# Spark Plug Help



## MrSweden (Jun 15, 2008)

Hi everyone,
I need some suggestions to my 2008 2.5. Does anyone have a recommendation for a good spark plug? I am shopping around to find the best deal. So far, I found a set for around $80 plus shipping. Thanks!


----------



## darkk (Jun 22, 2006)

*Re: Spark Plug Help (MrSweden)*

this guy will give you the best price. just type in the plug number you want.
http://ngksparkplugs.ecrater.c...35448


----------



## CorradoG602 (Jan 22, 2007)

*Re: Spark Plug Help (MrSweden)*


_Quote, originally posted by *MrSweden* »_ Does anyone have a recommendation for a good spark plug? 


Stock, I'm not joking


----------



## darkk (Jun 22, 2006)

*Re: Spark Plug Help (CorradoG602)*


_Quote, originally posted by *CorradoG602* »_Stock, I'm not joking

X2 for real...


----------



## MrSweden (Jun 15, 2008)

Thanks! I will look into all suggestions!


----------



## nvsbandit (Oct 2, 2007)

*Re: (MrSweden)*

stock spark plugs unless your running gigantic turbo and way more gas....stock.


----------



## n82007rabbit (Jun 19, 2007)

Vw tech told me after market plugs just don't do well in the 2.5
stock plugs for sure. 
Spendy bastards but they knew what they were doing when they put them in on the assembly line so stick with them.


----------



## CorradoG602 (Jan 22, 2007)

*Re: (n82007rabbit)*


_Quote, originally posted by *n82007rabbit* »_Vw tech told me after market plugs just don't do well in the 2.5


I am one as well.


----------



## spitpilot (Feb 14, 2000)

*Re: (CorradoG602)*

Stock engine (including minor intake/exhaust mods) use OEM plugs!

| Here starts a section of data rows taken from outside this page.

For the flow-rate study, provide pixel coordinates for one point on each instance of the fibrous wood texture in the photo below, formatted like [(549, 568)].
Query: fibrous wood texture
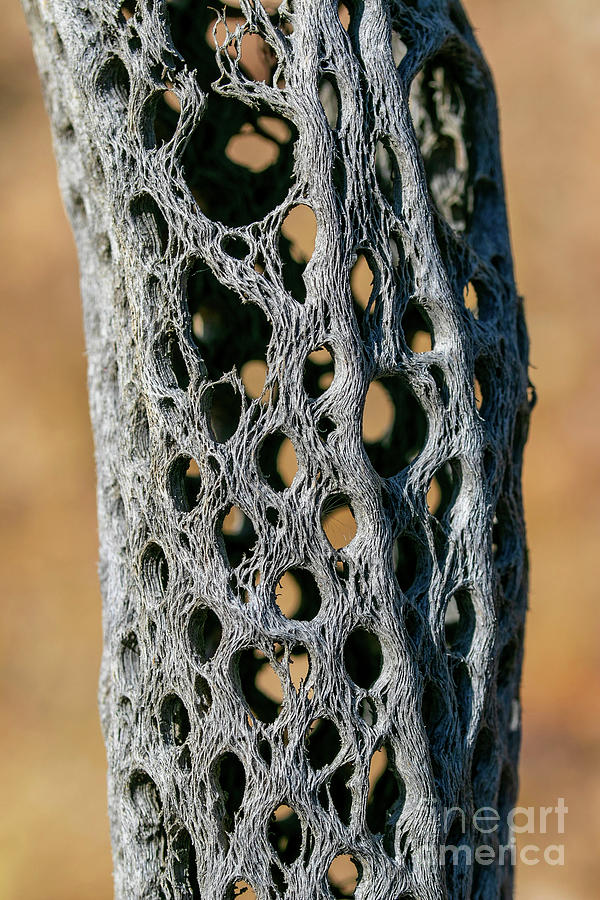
[(226, 768)]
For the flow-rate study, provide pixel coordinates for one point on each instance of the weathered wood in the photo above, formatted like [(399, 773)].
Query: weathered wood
[(387, 131)]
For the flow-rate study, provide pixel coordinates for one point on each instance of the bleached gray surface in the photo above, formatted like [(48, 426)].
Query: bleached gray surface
[(446, 706)]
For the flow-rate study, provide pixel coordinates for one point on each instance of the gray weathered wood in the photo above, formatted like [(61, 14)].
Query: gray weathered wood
[(393, 144)]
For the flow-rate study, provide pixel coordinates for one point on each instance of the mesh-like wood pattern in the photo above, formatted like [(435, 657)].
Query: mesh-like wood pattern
[(253, 740)]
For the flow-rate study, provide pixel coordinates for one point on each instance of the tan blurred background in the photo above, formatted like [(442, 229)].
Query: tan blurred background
[(53, 830)]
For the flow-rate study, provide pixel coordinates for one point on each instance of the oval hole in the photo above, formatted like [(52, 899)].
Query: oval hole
[(328, 95), (235, 246), (378, 414), (239, 536), (154, 571), (407, 436), (484, 769), (203, 694), (141, 428), (205, 633), (296, 247), (241, 889), (227, 332), (177, 368), (418, 332), (344, 16), (337, 520), (163, 119), (362, 282), (277, 460), (225, 411), (149, 225), (297, 595), (406, 560), (174, 721), (367, 711), (363, 657), (260, 685), (185, 873), (459, 623), (285, 834), (146, 799), (471, 299), (252, 150), (114, 85), (343, 875), (275, 128), (387, 174), (253, 374), (322, 742), (185, 483), (299, 662), (433, 710), (339, 791), (130, 659), (386, 796), (231, 777), (318, 372), (443, 489)]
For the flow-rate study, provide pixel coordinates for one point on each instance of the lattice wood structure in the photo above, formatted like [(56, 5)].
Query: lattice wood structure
[(253, 740)]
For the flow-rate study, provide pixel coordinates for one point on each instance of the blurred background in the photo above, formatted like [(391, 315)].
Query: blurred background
[(54, 842)]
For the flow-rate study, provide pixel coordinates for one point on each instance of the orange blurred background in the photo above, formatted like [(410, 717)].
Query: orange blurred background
[(53, 833)]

Automotive engineers spend a bunch of time and $$$$$'s testing to optimize plug configuration for each engine..unless plug mfg wanting to sell you "performance" plug can provide testing results on your exact engine...all their claims are nothin but marketing hype and you run a good risk of getting poor results with non OEM plug type!


----------



## n82007rabbit (Jun 19, 2007)

actually OEM plugs for the 2.5 are the most expensive option i found when i purchased plugs a while back, but i was told thats the best way to go..
so i bit the bullet, it was like $86 for all 5 plugs


----------



## tnvdubclub (Nov 21, 2008)

*Re: Spark Plug Help (MrSweden)*

Do these really need replacing after only 40,000 miles?? I have not had one issue so far with this engine and I'm at 37,000.


----------



## NaKoRuRu (Jun 5, 2005)

Hey guys I can get OEM Denso plugs for pretty cheap. Send me a PM. BTW NGK and Denso are OEM on the 2.5 depending on where the 2.5 was assembled.


----------



## zakattak (Apr 28, 2007)

*Re: Spark Plug Help (tnvdubclub)*

mine were burnt before 40000 and they killed a coil pack on their way out. i will do mine early next time. 
and go stock unless you have different injectors.


----------



## dubmegolfington (Aug 17, 2009)

I'm curious about this too... I'm overdue to replace them @ 50k. These things must be platinum plugs, right? If so they should last A LOT longer than 40k miles. Is VW just being ultra conservative? Hell, copper plugs can last 40k miles.


----------



## spitpilot (Feb 14, 2000)

*Re: (dubmegolfington)*

Guy on the MKV Forum says "employee pricing on OEM parts" check him out for a price on OEM plugs... http://****************.com/smile/emthup.gif


----------



## ECS Tuning (Oct 2, 2006)

We have a few options available that can be found here for your application:
http://www.ecstuning.com/Volks...reply


----------



## avargas681 (Dec 15, 2009)

*Re: ([email protected])*

What about the autolite double platinum? and just a side note, i opened a fram oil cartridge filter from autozone, and its stamped "made in germany". now i hope that we arent paying more for an oem filter when fram is having the same quality filter put in a fram box.


----------



## sagerabbit (Aug 14, 2007)

*FV-QR*

http://forums.vwvortex.com/zerothread?id=4611815
I got mine from this fellow vortex'er and the transaction was smooth.


----------